Last, the following class is defined for convenience,

template <typename RNGType>
class Seed;

which is a derived class of the following generator,

::mckl::SeedGenerator<typename SeedType<RNGType>>;

where SeedType is an alias to SeedTrait<RNGType>::type,

namespace mckl
{

template <typename RNGType>
class SeedTrait
{
    public:
    using type = unsigned;
};

template <typename ResultType, typename Generator>
class SeedTrait<CounterEngine<ResultType, Generator>>
{
    public:
    using type = typename CounterEngine<ResultType, Generator>::key_type;
};

}

Therefore, for most RNGs, the unsigned integers are generated as seeds and they share the same internal counter \(c\). For counter-based RNGs implemented in MCKL, keys will be generated as seeds and RNGs with the same key width will share the same internal counter \(c\).

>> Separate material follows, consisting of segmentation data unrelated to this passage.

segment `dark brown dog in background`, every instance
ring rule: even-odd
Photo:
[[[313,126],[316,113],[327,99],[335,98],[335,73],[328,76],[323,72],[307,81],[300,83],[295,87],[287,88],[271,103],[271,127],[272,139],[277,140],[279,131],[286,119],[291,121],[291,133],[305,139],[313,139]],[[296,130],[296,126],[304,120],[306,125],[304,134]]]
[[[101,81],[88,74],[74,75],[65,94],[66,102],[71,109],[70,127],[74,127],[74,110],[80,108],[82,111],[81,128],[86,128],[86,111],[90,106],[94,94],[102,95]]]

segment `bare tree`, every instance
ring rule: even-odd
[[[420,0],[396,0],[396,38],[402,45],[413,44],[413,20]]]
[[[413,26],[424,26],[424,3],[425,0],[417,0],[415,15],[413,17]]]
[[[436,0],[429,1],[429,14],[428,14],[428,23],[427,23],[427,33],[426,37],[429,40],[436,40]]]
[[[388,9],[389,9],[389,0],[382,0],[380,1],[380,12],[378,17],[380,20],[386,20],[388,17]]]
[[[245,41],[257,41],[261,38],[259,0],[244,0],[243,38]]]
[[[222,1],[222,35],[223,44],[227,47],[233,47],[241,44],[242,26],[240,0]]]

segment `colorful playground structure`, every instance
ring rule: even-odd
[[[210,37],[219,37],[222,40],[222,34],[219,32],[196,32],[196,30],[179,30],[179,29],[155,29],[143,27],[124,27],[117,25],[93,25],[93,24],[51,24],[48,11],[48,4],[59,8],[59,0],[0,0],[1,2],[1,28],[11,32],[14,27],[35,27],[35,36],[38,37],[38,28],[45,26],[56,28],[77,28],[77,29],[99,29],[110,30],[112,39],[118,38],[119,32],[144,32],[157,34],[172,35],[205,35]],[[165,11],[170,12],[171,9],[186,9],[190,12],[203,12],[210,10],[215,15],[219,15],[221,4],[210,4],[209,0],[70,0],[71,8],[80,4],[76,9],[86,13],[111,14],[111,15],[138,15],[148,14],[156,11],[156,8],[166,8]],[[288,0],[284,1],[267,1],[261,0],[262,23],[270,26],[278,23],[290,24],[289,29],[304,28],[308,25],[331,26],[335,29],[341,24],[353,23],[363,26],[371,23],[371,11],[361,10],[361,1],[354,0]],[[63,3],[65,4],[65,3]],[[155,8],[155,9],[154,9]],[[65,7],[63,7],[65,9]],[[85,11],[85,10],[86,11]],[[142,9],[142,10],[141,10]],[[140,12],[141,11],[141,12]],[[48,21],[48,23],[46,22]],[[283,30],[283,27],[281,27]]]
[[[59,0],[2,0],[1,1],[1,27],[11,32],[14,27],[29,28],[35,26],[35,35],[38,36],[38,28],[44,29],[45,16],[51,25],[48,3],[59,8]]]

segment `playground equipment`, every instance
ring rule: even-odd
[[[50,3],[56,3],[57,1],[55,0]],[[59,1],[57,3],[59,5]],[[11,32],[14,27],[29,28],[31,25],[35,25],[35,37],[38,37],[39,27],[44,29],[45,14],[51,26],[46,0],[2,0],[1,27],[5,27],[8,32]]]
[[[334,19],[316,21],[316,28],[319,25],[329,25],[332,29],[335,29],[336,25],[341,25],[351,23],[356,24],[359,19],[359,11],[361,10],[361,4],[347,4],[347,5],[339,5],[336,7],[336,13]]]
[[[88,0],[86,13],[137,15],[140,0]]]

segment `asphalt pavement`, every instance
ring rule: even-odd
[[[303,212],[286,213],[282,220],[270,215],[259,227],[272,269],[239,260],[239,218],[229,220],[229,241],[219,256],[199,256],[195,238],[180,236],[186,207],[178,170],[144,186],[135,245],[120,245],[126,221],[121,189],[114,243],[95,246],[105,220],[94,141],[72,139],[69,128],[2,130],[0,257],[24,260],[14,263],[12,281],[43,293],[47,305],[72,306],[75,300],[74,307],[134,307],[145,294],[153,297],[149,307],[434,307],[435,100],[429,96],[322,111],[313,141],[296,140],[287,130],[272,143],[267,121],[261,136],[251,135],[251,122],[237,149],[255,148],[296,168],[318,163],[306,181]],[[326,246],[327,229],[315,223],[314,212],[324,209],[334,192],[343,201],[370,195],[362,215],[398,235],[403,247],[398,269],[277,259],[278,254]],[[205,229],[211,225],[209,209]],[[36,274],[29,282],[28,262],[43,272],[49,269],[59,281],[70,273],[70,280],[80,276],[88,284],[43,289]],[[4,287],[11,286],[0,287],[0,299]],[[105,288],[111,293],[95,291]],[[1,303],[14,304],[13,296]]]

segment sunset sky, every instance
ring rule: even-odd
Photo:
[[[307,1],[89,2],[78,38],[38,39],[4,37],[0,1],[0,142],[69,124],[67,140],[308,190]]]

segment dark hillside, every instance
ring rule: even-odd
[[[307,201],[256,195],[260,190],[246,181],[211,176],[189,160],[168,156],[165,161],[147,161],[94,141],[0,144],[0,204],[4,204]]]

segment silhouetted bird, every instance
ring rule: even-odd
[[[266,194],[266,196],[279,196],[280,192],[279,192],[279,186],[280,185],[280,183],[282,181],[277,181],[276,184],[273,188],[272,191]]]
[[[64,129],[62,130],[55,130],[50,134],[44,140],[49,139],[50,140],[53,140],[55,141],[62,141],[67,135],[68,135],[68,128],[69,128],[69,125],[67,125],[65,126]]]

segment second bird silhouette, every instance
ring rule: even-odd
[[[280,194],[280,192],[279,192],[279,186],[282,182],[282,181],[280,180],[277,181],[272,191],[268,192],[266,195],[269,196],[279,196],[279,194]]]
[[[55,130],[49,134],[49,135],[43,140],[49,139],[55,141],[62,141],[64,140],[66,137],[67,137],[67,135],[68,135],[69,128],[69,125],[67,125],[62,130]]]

Using Multiple Random Number Generators

The class template RNGSet can be used to manage multiple RNG instances within a parallel program. Three of them are implemented in MCKL. They all have the same interface,

::mckl::RNGSet<RNG> rng_set(N); // A set of N RNGs
rng_set.resize(n);              // Change the size of the set
rng_set[i];                     // Get a reference to the i-th RNG
rng_set.reset();                // Re-seed each RNG in the set

The reset method use Seed<RNG> discussed earlier to generate new seeds.

The first implementation is RNGSetScalar. As its name suggests, it is only a wrapper of a single RNG. All calls to rng_set[i] returns a reference to the same RNG. It is only useful when an RNGSet interface is required while the thread-safety and other issues are not important. The second implementation is RNGSetVector. It is an array of RNGs with length \(N\). It has memory cost \(O(N)\). Many of the Counter-Based Random Number Generators have small state sizes and thus for moderate \(N\), this cost is not significant. The method calls rng_set[i] and rng_set[j] return independent RNGs if \(i \ne j\). If Intel TBB is available, there is a third implementation, RNGSetTBB, which uses thread-local storage (TLS). It has much smaller memory footprint than RNGSetVector while maintains better thread-safety. The type alias RNGSet is defined to be RNGSetTBB if tbb is available. Otherwise it is defined to be RNGSetVector.

Uniform Bits Distribution

The class template,

namespace mckl
{

template <typename UIntType>
class UniformBitsDistribution;

}

is similar to the standard library’s std::independent_bits_engine, except that it always generates full size random integers and UIntType must have a size of at least of 16 bits. That is, let \(W\) be the number of bits of UIntType, then the output is uniform on the set \(\{0,\dots,2^W - 1\}\). For example,

::mckl::UniformBitsDistribution<uint32_t> ubits;
ubits(rng); // Return 32-bit random integers

Let \(r_{\mathrm{min}}\) and \(r_{\mathrm{max}}\) be the minimum and maximum of the random integers generated by rng. Let \(R = r_{\mathrm{max}} - r_{\mathrm{min}} + 1\). Let \(r_i\) be consecutive output of rng(). If there exists an integer \(V > 0\) such that \(R = 2^V\), then the result is,

\[U = \sum_{k = 0}^{K - 1} (r_k - r_{\mathrm{min}}) 2^{kV} \bmod 2^W\]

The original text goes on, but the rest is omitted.